Bütün ilahi dinlerde kurban ibadeti vardır. (Hac, 22/34) Fakat diğer dinlerde zamanla bu ibadet asıl amacından saptırılmıştır. Yahudilikte kurban ibadetinin geçmişi Hz. İbrahim’e kadar dayandırılır. Yahudiler 70 yılında Romalılar tarafından Kudüs’teki mabetleri yıkılıncaya kadar kurban geleneğini sürdürmüşlerdir. Buna göre kanlı ve kansız olmak üzere ikiye ayrılan kurbanlar günlük, haftalık, aylık, mevsimlik ve yıllık farklı zaman aralıklarıyla sunulurdu. Hristiyanlıkta ise Hz. İsa’nın bizzat kendisi kurban olarak kabul edilmiştir. (Ahmet Güç, “Kurban”, DİA, XXVI, 434) İslam’da insan kurban edilmesi anlayışı söz konusu değildir. Kur’an’da Hz. İbrahim’in oğlu Hz. İsmail’i kurban etmek isteyişinden bahsedilmekle birlikte ilgili ayetlerde baba ve oğulun Allah’ın emrine gönülden teslim olma konusunda başarılı bir sınav verdiklerine vurgu yapılır. Bunun sonucunda ilahi bir hediye olarak gönderilen hayvanın kurban edilmesinin istendiği bildirilir. (Sâffât, 37/102-107)

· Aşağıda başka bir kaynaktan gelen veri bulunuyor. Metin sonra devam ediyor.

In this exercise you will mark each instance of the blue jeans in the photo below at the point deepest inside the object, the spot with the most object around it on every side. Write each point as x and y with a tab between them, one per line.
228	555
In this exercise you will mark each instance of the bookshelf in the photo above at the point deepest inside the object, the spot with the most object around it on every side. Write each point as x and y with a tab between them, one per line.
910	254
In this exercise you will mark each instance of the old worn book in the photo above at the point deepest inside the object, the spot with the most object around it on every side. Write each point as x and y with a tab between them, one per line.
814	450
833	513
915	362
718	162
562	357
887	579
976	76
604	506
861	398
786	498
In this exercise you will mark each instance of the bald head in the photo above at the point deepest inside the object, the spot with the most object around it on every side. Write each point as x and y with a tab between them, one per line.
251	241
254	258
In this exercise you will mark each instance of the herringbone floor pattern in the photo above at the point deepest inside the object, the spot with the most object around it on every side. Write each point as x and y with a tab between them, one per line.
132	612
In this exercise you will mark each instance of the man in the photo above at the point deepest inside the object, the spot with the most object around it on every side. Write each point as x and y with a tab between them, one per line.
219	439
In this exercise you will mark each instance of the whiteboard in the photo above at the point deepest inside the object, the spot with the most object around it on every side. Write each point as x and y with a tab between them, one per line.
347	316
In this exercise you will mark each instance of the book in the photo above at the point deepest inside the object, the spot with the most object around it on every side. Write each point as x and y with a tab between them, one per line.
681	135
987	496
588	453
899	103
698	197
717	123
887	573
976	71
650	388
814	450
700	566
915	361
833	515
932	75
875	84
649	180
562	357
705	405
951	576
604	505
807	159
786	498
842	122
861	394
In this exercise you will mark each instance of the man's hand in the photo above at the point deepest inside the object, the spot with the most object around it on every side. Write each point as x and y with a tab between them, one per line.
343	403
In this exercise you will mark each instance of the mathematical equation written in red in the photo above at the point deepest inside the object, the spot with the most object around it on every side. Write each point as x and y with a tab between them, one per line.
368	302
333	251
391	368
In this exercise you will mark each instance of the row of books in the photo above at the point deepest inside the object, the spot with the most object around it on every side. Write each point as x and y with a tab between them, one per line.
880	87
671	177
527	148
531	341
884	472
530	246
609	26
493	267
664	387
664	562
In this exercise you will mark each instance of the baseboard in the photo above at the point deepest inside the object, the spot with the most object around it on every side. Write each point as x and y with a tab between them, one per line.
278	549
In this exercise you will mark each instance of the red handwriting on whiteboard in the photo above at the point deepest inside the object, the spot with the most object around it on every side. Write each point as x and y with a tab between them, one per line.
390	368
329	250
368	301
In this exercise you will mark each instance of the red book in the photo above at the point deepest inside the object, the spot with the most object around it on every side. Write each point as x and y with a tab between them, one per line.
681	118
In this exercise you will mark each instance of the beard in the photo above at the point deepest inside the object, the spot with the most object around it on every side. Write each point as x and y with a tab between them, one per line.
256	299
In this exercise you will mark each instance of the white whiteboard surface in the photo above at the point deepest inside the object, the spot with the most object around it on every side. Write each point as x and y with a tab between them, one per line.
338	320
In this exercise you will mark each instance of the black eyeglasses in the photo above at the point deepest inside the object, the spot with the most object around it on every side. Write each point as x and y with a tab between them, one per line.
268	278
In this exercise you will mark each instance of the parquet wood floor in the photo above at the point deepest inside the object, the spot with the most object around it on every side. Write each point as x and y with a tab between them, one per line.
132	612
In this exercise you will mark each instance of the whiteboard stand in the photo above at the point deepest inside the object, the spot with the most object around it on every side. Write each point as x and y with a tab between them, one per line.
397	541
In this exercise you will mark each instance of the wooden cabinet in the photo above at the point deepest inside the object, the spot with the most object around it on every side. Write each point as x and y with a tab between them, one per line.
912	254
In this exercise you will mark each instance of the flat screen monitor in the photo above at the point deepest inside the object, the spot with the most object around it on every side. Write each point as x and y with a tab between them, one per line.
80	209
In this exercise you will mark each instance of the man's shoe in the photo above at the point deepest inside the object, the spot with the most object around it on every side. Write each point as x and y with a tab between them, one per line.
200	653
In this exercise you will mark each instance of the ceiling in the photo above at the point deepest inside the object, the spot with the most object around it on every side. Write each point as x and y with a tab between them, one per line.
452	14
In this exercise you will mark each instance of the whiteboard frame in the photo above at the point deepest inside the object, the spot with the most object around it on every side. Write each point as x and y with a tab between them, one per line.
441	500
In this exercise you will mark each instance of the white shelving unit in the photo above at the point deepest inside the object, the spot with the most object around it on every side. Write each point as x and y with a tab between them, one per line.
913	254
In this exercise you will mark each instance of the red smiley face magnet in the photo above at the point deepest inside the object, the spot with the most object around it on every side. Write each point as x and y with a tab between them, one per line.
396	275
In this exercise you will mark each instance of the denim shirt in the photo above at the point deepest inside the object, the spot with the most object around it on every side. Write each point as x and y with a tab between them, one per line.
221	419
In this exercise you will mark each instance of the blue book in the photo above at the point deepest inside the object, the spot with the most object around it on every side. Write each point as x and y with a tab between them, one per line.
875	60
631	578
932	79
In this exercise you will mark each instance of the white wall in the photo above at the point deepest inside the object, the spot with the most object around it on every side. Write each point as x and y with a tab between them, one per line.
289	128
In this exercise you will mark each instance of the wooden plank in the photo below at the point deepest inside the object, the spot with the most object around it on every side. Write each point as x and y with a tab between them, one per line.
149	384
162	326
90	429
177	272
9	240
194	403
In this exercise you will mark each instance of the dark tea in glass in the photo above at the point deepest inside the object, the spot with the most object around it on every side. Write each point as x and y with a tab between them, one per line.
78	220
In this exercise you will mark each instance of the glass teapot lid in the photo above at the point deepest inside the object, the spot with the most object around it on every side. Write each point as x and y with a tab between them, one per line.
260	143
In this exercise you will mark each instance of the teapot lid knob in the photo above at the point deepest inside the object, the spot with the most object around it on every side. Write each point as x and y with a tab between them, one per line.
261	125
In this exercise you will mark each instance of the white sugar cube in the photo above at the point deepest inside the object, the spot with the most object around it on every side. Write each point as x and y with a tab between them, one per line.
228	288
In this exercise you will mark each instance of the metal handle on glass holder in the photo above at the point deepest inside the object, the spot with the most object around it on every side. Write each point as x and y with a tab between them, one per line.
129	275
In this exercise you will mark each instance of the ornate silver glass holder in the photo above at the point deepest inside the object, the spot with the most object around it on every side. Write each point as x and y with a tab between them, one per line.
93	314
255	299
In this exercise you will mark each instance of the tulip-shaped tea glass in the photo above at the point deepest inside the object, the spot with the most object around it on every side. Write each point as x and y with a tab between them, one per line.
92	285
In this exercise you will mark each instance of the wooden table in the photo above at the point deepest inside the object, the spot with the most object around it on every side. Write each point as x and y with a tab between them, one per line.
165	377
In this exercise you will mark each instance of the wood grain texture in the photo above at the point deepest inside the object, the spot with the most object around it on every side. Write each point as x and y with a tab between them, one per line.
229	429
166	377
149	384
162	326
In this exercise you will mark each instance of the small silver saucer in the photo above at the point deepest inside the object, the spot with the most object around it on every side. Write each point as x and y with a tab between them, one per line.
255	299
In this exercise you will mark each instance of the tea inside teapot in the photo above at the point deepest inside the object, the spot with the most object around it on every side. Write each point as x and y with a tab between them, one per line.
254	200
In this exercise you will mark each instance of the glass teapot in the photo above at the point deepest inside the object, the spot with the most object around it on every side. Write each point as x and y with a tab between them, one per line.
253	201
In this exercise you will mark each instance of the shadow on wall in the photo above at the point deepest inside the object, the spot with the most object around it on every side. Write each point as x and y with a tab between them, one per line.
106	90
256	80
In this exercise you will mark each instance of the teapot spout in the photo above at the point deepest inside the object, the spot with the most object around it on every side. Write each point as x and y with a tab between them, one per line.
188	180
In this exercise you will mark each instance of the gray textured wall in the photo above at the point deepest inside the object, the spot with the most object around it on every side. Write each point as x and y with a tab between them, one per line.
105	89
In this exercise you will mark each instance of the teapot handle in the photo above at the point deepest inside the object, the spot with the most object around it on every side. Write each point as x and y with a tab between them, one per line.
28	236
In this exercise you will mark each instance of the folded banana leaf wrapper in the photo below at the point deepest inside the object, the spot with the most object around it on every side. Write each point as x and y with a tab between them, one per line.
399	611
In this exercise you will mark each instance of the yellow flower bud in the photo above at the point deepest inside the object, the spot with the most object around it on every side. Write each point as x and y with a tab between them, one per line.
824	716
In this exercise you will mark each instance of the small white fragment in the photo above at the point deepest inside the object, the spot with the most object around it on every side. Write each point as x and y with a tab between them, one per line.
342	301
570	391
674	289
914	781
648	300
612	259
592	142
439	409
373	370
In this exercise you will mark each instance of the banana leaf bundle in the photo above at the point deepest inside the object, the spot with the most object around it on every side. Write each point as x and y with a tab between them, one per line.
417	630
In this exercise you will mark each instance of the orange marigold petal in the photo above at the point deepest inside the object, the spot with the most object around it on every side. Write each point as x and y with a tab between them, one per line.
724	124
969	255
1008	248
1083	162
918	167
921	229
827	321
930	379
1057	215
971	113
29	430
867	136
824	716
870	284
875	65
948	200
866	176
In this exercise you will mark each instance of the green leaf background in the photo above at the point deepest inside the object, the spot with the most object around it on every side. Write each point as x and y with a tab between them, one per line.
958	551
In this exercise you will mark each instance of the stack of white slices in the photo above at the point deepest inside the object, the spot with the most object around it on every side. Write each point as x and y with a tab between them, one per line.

İslam’dan önce Arap kabilelerinin dinî yaşantısında da kurban ibadetinin önemli bir yeri vardı. Cahiliye Arapları putlara bağlılıklarını göstermek amacıyla deve, sığır, koyun vb. hayvanları kurban ediyorlardı. Bunun yanı sıra ölünün kabri başında, yeni bir çocuk doğduğunda ya da cinlerden korunmak gibi farklı vesilelerle kurban kesiyorlardı. Kurban, Hz. İbrahim’in sünneti olmaktan çıkmıştı ve tamamen şirk inancına hizmet etmekteydi. İslam’ın gelişiyle birlikte kurban ibadeti, tevhid inancına aykırı olan şirk, cinayet, israf, hayvana eziyet ve çevre kirliliği gibi bütün olumsuz unsurlardan temizlendi. Yalnızca Allah rızası için yapılan bir kulluk görevi hâline geldi.